DPCUC OFFICIAL LOGO September 2009
Featured Software
September 2009

Submitted by
Dan Delong


TopOCR – free & fast recognition to text, pdf or html

Optical Character Reading applications are still problematic. Moreover, the original programming for most big name OCRs was likely written over a decade ago. Some scanners and multi-function printer/copiers come with “crippled” OCR software, such that only paper documents, and not image files, are accepted. In addition, really good OCR software, like Omni Page, costs hundreds of dollars, and even it can’t equal some of the features in TopOCR.

TopOCR is a new, free, Optical Character Reader (OCR) - small enough for installation on portable devices (PDAs and cell phones). It’s small size does not diminish its usefulness on personal computers either. Because TopOCR is so accurate and speedy, it may end up being the first choice for many users. Its particular talent is the ability to extract just the text from digital images, despite the presence of mixed content (pictures, captions and columns). And it matters not if the image files were made with a dedicated digital camera, a scanner, or a cell phone camera. Just imagine snapping photos of printed material with your small, hand-held, wireless device – perhaps an iPhone. And, let’s say that device holds TopOCR software. Then, just like Scecret Agent 007, you can send extracted messages immediately, in quick bursts of encrypted text. Average citizens (non-spies) might like this feature too. The text contained in the photographed images (and with some effort, selected parts of the image itself) can be emailed off instantly, right from the camera or cell phone. Or, run the software on any Windows computer.

TopOCR’s interface presents the user with two docked windows.

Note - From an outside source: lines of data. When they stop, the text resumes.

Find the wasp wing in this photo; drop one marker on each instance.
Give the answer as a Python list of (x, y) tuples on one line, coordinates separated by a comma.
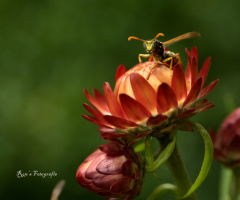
[(181, 37)]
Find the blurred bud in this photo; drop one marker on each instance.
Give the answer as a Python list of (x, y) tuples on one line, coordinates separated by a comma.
[(227, 141), (112, 171)]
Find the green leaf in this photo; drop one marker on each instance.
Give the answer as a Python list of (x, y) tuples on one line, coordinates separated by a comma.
[(164, 155), (148, 151), (162, 189), (207, 161), (139, 147)]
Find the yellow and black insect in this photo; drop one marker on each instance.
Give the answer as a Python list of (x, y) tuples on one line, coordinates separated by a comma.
[(156, 49)]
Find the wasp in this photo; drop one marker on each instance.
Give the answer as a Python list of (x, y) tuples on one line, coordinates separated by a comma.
[(158, 51)]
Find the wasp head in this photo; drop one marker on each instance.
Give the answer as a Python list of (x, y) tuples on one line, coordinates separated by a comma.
[(150, 46)]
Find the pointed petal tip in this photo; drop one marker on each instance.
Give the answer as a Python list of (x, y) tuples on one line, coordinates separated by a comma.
[(120, 71)]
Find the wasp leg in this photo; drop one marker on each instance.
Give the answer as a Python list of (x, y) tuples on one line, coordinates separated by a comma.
[(143, 56), (171, 59), (151, 70)]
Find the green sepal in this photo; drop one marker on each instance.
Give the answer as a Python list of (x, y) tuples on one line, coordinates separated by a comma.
[(207, 161), (139, 147), (162, 189), (163, 157), (148, 151)]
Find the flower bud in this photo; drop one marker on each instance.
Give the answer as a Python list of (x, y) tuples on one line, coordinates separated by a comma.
[(227, 141), (112, 171)]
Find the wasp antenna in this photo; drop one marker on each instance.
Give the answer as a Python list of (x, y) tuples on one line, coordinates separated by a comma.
[(135, 38)]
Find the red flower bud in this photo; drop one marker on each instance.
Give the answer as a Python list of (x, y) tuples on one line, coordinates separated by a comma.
[(227, 140), (112, 171)]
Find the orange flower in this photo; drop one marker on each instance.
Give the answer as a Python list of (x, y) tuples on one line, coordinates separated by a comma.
[(151, 97), (113, 171), (226, 141)]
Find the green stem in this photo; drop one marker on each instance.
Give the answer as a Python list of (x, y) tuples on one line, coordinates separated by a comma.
[(235, 193), (178, 171), (225, 182)]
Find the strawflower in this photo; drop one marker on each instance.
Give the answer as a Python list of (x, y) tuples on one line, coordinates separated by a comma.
[(113, 171), (150, 98), (227, 141)]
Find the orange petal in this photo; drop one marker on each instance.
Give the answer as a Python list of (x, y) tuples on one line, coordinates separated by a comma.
[(192, 68), (188, 68), (194, 71), (204, 107), (193, 94), (204, 71), (94, 120), (156, 120), (100, 98), (120, 71), (194, 53), (133, 109), (166, 99), (112, 102), (178, 84), (120, 122), (97, 104), (143, 92), (186, 113), (95, 113), (207, 89)]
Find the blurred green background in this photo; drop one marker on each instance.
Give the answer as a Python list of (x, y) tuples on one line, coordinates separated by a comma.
[(51, 49)]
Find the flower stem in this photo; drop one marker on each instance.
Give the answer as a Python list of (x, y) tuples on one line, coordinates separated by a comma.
[(178, 171), (225, 183), (235, 193)]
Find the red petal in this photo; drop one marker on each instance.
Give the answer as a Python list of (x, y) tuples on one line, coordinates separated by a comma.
[(110, 136), (166, 99), (194, 53), (188, 69), (112, 102), (207, 89), (193, 94), (95, 113), (179, 83), (156, 120), (111, 165), (94, 120), (194, 71), (192, 68), (186, 113), (205, 107), (97, 104), (112, 149), (120, 122), (133, 109), (204, 71), (143, 92), (120, 71), (100, 98), (123, 185)]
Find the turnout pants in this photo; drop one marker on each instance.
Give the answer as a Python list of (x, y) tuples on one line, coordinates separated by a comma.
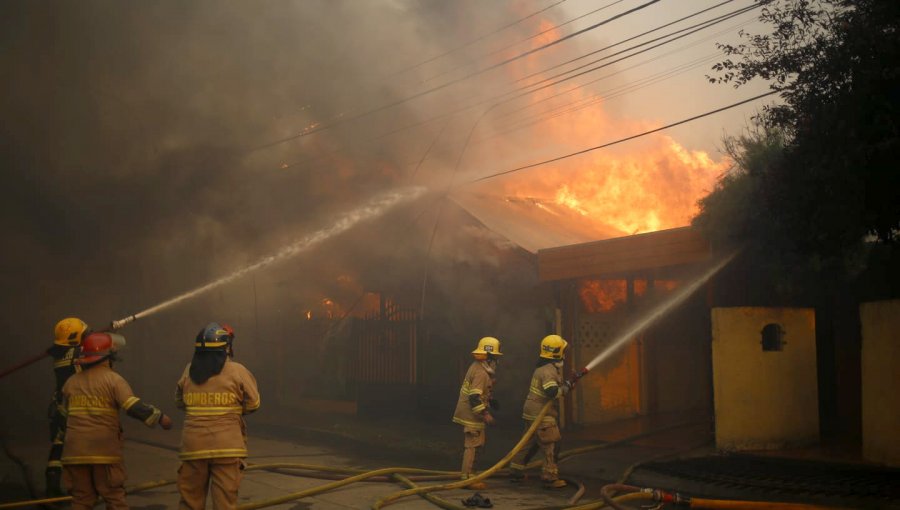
[(474, 439), (220, 477), (87, 482), (545, 438)]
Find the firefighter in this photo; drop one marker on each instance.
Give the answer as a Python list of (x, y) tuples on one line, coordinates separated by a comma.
[(67, 336), (473, 409), (547, 384), (215, 393), (92, 398)]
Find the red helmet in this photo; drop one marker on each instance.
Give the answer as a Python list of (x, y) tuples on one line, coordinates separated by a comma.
[(98, 346)]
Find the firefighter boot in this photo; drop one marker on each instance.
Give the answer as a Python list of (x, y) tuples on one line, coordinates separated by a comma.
[(53, 478), (554, 484)]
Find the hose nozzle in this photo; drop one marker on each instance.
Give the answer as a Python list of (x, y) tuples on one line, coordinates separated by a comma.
[(576, 375), (119, 324)]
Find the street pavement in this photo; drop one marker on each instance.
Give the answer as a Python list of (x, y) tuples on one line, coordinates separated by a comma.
[(152, 455)]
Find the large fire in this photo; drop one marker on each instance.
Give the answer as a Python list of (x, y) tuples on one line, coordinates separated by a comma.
[(648, 184)]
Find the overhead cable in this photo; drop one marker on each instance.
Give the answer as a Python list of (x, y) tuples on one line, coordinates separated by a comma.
[(621, 140), (417, 95)]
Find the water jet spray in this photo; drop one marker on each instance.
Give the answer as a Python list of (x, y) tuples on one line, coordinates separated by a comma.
[(652, 316), (374, 208)]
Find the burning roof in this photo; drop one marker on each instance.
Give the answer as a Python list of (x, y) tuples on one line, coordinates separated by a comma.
[(533, 223)]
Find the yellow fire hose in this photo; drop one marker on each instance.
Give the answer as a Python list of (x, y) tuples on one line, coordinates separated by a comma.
[(477, 478), (396, 473), (253, 467)]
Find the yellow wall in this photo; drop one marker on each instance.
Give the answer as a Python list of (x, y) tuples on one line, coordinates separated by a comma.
[(764, 400), (881, 381)]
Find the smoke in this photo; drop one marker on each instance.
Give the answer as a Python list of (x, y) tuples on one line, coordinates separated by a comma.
[(137, 161)]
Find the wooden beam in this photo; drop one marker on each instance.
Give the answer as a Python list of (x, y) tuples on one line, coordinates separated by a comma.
[(623, 255)]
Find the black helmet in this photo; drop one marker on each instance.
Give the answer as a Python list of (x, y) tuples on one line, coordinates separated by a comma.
[(214, 337)]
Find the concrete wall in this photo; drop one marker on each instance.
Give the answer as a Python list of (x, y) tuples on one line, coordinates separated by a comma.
[(764, 399), (881, 381)]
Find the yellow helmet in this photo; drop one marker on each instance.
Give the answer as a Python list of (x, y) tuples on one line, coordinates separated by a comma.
[(553, 347), (69, 332), (487, 345)]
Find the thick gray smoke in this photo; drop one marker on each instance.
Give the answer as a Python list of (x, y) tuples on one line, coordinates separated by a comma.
[(134, 149)]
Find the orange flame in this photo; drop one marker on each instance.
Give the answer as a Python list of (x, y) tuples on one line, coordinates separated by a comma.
[(644, 185)]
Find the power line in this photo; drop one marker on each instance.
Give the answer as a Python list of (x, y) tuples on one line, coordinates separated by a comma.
[(480, 38), (446, 84), (632, 137), (503, 97), (696, 28), (627, 40), (554, 27), (616, 91)]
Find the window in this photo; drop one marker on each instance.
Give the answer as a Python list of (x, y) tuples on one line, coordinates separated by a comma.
[(772, 338)]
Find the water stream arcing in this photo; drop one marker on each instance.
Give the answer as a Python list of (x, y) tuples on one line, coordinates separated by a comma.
[(372, 209), (660, 311)]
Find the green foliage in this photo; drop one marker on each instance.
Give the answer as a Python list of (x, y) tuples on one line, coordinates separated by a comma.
[(818, 175)]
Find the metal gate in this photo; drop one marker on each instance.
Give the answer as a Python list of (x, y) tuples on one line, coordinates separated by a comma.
[(385, 343), (613, 391)]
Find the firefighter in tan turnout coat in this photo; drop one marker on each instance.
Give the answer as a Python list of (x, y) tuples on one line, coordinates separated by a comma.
[(66, 347), (92, 398), (547, 384), (475, 402), (215, 393)]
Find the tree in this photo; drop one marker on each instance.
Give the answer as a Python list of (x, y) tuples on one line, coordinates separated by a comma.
[(835, 181)]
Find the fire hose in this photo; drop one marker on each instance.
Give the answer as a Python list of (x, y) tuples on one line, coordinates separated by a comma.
[(418, 475)]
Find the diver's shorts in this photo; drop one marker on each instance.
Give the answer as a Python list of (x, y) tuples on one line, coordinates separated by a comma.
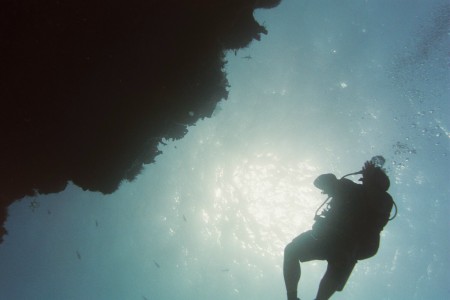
[(338, 252)]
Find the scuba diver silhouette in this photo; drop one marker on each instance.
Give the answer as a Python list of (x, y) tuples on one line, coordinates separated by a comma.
[(346, 231)]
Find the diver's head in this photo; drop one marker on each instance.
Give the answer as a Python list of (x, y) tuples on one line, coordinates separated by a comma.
[(375, 177), (327, 183)]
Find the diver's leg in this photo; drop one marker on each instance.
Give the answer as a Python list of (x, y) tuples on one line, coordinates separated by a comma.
[(291, 271), (329, 283)]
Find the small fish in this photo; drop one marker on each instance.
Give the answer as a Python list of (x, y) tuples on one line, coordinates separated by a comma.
[(156, 264)]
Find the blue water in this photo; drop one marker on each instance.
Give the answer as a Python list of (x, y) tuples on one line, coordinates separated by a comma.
[(333, 84)]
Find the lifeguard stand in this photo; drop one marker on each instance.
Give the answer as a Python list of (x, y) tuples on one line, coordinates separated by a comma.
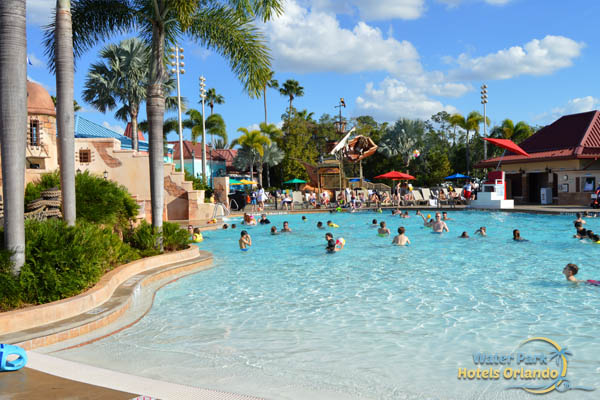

One pane (left) is for the image to be OCR’d. (And, it comes with lots of image editing features). The other pane (right) is for the OCR’d text results. (And, it comes with lots of word processing features). On first try, the program recognizes the text in and image, whether in columns or as photo captions, keeping our left to right reading convention intact, while excluding any images present in the scan. Left in its default setting, the extracted text automatically appears in the right pane.

Again, the left panel (below) contains the loaded image. Every time an editing change to the image happens (sizing, contrast/brightness, dewarp, binarize,…), a new window appears in this pane showing the result. The user is then able to revert to earlier edits by clicking through these windows. Users might also wish to edit some images in this left pane in order to improve problematic OCR results.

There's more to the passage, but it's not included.